Article Roth IRA 2025

cover for: Article Roth IRA 2025

As we enter the final months of 2025 it is a great time to look for opportunities to limit future tax impacts.  One topic continues to generate buzz among clients and financial professionals alike: converting a Traditional IRA to a Roth IRA. This question has come to me a few times from clients and potential clients recently.  In considering this decision your CPA and financial advisor should work together to plan a strategy for your specific situation, and it may take several years to implement.

The Roth IRA conversion strategy creates a future tax advantage by converting traditional IRA funds to Roth IRA funds.  It is often utilized by early retirees or individuals with less than full time work who are not required to take minimum distributions yet.  The cost of conversion may be relatively small for many taxpayers even if they don’t fall into the situations mentioned above.  Additionally, once your income is over the maximum amount to contribute to a Roth IRA ($246,000 for joint filers in 2025) you may not have access to this unique tax-free savings outside of a conversion or employer retirement plan.

Understanding the Basics

Many savvy employees have consistently saved tax-deferred funds in their retirement accounts.   You may have a significant amount of savings in a Traditional IRA or 401(k) with pre-tax dollars.  Growing your retirement investment in these accounts will defer taxes on this money into the future.  While you can make distributions earlier, a required minimum distribution (RMD) must be withdrawn beginning at age 73.  Distributions are taxed as ordinary income in the year you withdraw the money.  Some people fear a large RMD will raise their taxable income into higher tax brackets. In contrast, a Roth IRA is funded with after-tax dollars and offers tax-free growth and withdrawals in retirement.  Additionally, there are no required distributions from your Roth IRA.
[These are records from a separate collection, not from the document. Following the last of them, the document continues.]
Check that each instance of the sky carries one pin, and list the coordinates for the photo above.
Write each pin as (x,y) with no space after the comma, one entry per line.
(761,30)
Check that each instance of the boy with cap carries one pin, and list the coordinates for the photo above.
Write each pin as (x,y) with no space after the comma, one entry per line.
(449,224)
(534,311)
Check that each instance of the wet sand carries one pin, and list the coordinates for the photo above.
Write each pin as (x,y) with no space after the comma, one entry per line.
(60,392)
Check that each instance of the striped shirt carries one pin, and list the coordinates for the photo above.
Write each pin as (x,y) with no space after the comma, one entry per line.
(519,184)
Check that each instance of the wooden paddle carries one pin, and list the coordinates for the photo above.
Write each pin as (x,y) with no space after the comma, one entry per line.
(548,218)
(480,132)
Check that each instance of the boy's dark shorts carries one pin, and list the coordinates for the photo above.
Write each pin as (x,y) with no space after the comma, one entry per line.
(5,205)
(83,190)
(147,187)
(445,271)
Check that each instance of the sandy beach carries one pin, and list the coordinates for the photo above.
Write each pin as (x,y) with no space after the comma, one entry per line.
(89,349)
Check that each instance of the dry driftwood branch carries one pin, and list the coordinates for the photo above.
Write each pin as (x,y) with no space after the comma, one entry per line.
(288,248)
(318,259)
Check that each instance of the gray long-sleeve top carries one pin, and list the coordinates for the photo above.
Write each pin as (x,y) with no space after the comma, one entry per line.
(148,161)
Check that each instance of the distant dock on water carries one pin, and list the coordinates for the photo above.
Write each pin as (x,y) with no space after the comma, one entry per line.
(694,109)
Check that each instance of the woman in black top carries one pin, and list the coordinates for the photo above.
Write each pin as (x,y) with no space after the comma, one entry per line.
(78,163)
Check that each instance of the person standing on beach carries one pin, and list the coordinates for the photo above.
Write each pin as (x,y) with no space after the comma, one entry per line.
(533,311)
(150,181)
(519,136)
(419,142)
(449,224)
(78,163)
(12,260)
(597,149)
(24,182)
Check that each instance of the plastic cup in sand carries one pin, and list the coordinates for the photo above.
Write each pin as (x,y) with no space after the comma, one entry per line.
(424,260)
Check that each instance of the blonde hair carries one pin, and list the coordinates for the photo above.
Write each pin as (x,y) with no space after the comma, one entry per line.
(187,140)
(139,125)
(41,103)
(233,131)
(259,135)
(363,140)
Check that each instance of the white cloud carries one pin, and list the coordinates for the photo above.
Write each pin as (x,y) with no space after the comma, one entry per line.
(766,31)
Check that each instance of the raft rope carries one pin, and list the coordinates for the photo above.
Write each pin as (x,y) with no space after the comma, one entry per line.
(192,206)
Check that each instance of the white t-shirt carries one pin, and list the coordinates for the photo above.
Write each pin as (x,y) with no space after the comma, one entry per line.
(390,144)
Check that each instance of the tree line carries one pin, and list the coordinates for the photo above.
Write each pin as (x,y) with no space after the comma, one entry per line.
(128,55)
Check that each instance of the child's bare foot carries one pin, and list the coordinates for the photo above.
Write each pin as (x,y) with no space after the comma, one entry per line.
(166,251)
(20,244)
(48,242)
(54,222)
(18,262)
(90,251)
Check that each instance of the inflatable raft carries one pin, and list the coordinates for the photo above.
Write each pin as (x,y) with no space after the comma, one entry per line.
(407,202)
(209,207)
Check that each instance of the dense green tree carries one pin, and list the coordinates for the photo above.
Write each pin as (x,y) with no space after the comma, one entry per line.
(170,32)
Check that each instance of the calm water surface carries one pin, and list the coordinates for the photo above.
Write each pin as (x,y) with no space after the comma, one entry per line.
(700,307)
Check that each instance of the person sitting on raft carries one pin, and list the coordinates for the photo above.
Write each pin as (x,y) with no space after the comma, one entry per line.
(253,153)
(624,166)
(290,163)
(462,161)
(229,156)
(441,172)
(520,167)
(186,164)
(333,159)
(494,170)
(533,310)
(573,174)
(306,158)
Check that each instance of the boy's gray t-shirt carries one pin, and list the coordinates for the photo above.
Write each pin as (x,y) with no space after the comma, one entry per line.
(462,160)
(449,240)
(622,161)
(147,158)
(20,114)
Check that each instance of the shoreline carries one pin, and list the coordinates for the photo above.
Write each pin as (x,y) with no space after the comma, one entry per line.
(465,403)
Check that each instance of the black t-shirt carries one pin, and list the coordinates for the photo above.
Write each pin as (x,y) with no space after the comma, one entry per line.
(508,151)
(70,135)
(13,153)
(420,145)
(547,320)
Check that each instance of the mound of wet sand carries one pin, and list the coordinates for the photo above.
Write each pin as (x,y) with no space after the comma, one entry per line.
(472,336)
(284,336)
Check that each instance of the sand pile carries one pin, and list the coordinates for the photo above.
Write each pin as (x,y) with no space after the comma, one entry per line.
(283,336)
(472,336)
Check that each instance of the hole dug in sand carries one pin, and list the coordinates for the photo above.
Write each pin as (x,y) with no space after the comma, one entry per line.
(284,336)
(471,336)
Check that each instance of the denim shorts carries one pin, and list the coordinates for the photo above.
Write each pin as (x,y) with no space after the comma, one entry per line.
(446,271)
The conversion process involves having your investment advisor do a trustee-to-trustee transfer from your Traditional IRA into a Roth IRA triggering income tax on the amount converted.  The choice requires you to look into the future and make assumptions about your income and tax rates during your retirement years.  If you think you may be in a higher income bracket in retirement, then you should consider a Roth conversion.  But there are also other advantages to consider.

Why Consider a Roth Conversion Now?

  • We can’t predict the future of tax law: Multiple factors could impact your tax rate in retirement. When one spouse passes away the remaining spouse will be filing as a single taxpayer which may shift income to higher tax brackets.  If assets move to trusts the marginal tax rate can be significantly higher.
  • No Required Minimum Distributions (RMDs): Roth IRAs do not require RMDs, giving you more control over your taxable income and flexibility with cash flow.
  • Estate Planning Advantages: Roth IRAs can be a powerful tool for legacy planning, passing on tax-free assets to your heirs.
  • Five-Year Rule: Withdrawals from a Roth IRA are subject to a five-year holding period to avoid a 10% withdrawal penalty. If you don’t already have a Roth IRA account, you will want to plan ahead so the funds qualify for tax free distributions when you need them.
  • Market Timing: Your financial advisors can help time your conversion when asset values are down, allowing you to save tax dollars while executing your strategy.

2025 Tax Changes Leave the Door Open

Not only has the OBBA tax legislation signed on July 4, 2025 opened options that may create a friendly environment for your Roth IRA conversion, it also left lower tax brackets from the 2017 Tax Cuts and Jobs Act in place.  A married couple filing a joint tax return with taxable income between $96,950 and $394,600 is in the federal tax bracket of either 22% or 24%.  Assuming these brackets are in place for your retirement it seems unlikely you will be in a significantly lower tax bracket in the future. Additionally, 2025 has a few other changes which may lower your marginal tax rate over the next few years:

  • The child tax credit increased in 2025.
  • The standard deduction for joint filers also increased to $31,500.
  • The state and local tax cap for federal Schedule A itemized deductions was raised from $10,000 to $40,000. Unless your income exceeds $500,000 where it begins to be lowered back down.  (If your income is over this threshold the Roth IRA conversion is probably not tax efficient anyway!)
  • Each taxpayers over the age of 65 with joint income less than $150,000 qualify for a additional $6,000 deduction against taxable income.

Conclusion

Converting a Traditional IRA to a Roth IRA is not a one-size-fits-all decision, nor is it just a tax decision.  The current tax law provides many taxpayers with an opportunity to consider this strategy, and it may be a great proactive step toward financial flexibility in retirement.  I believe there are opportunities for many taxpayers with minimal downsides.  Each taxpayer will have a unique situation to review and should discuss this idea with their tax professional and financial advisor before deciding to move forward funding a flexible and tax efficient retirement plan.